We may think it’s not really that big of a deal, but our brain, our bodies know different.  Remember, we have Sabbath in our bones from the beginning. Research shows that we neurologically benefit from rest. Actually it shows that our bodies critically REQUIRE down time, idleness, doing nothing, even being “bored.” When we receive actual real rest, we’re more creative. The open space of idleness allows us to see the world in wider ways and make connections across creation we would otherwise miss. THAT’S where I often find God to be most evident and clear - when my brain has space to see and become aware of the great mysteries that surround me.  And while rest does not replace therapy and medication, complete rest does improve our mental health as we find better balance.

We didn’t develop these habits overnight and we won’t be able to reset them that quickly either. But perhaps we can begin to reclaim Sabbath moments, then Sabbath hours, until we can truly embrace a Sabbath day. I wanted to have a list of Sabbath practices to offer you today, but it didn’t get done, and then I had to let it go for the sake of Sabbath. So I encourage you to go google some things- practice deep breathing, visit parks, meditation centers, take a technology Sabbath and activate that “do not disturb button” on your devices. May God give you eyes to see that there IS space, however small, to start.
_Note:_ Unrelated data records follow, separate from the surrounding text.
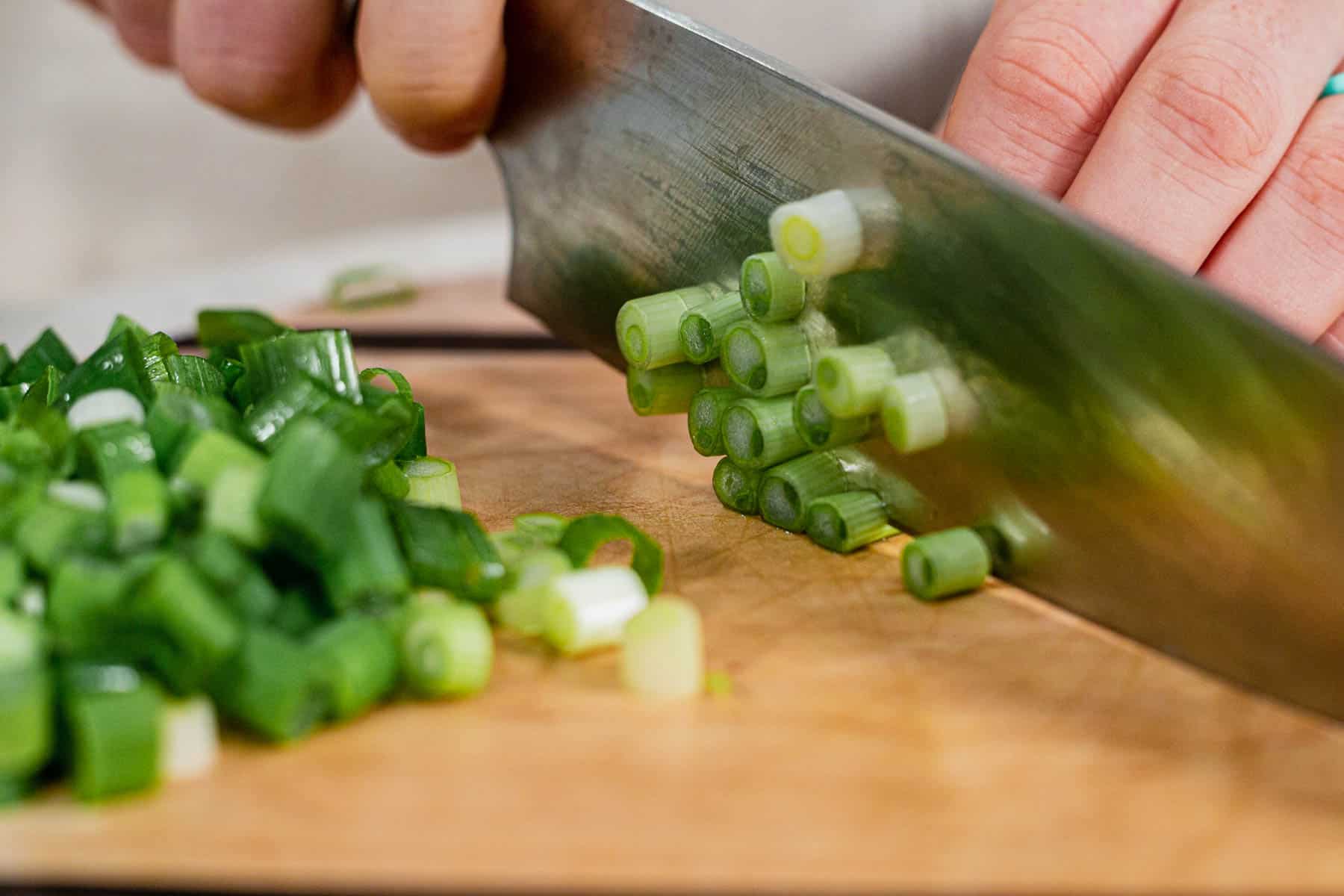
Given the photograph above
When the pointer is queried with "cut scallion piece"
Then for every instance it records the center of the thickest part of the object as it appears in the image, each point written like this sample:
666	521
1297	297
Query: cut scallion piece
356	660
759	433
663	650
447	649
835	231
139	509
432	482
449	550
705	420
270	688
853	381
668	390
648	328
944	564
848	521
586	534
913	413
589	609
766	359
113	716
788	489
702	328
105	406
188	739
737	488
771	292
819	428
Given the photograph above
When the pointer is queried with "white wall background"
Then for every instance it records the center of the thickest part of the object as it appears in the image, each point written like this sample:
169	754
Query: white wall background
112	175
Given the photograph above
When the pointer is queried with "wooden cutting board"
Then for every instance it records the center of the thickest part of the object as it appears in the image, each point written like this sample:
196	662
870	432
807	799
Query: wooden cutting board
873	743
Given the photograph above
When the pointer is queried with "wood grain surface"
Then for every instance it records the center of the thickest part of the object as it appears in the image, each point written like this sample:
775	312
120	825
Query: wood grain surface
873	743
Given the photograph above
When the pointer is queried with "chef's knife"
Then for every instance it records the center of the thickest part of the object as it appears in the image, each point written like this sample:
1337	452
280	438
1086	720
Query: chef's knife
1177	458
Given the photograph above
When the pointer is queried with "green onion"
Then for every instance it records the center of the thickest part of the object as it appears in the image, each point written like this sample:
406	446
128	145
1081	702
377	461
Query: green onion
154	358
137	503
913	413
116	364
944	564
240	583
181	613
309	488
211	453
702	328
432	482
324	355
544	528
663	650
46	351
113	718
853	381
705	420
447	649
588	609
179	415
367	573
233	505
270	688
188	739
228	329
820	429
370	287
648	329
390	481
737	487
102	408
585	535
523	606
356	662
836	231
195	374
449	550
759	433
848	521
766	359
771	292
668	390
789	488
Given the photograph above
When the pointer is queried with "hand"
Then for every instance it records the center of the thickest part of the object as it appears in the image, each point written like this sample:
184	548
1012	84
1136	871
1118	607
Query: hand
432	67
1192	128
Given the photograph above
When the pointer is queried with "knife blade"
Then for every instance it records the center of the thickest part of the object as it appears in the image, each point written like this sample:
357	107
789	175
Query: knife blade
1177	457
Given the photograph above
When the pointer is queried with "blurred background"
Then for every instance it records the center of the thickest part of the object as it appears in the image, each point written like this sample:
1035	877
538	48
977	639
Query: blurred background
120	191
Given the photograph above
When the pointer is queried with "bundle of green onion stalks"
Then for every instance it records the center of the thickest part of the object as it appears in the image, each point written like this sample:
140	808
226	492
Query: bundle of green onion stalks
761	374
258	535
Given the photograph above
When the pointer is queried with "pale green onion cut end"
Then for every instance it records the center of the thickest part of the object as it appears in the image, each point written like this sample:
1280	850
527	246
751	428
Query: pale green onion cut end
433	482
102	408
913	414
759	433
848	521
771	292
188	738
648	328
663	650
589	609
668	390
820	235
853	381
945	563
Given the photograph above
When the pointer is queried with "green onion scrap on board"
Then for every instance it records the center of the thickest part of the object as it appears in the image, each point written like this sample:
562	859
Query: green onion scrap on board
771	388
260	541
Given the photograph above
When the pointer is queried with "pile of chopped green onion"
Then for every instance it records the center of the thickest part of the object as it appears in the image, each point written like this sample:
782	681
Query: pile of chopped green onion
768	388
258	539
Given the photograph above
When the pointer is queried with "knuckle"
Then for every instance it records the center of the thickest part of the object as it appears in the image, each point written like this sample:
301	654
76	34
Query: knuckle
1216	109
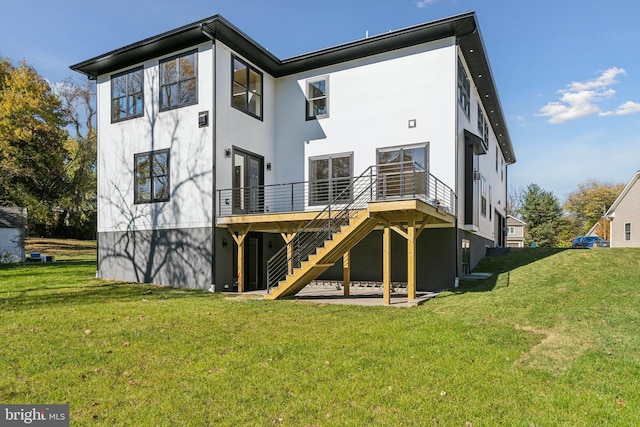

How do we break the habits we know aren’t good for us? While I think it’s good to be honest about what our lack of Sabbath rest costs us – in our relationships with others, in our own health, and in our relationship with the Divine…Jesus shows us that we are not changed by shame through obligation. We are transformed from the compulsion of endless work that leads to death by being reminded of the heart of God for us – for healing, for life, for resurrection.  This is what we come to be reminded of …in this table, in our song and in our silence, in this community. That even when others aim to exploit us, even when we work to destroy ourselves…God promises us life, reminds us that we are already created complete, valuable and beloved for who we are not just what we do. God restores us to wholeness, again and again. God invites us to find our rest in Godself. Our God is a God who rests. Sabbath is for me but not about me. It is about God and what God has declared for us and what God provides for us - the promise that there is enough, that we are enough. Enough now. Let it be. Amen.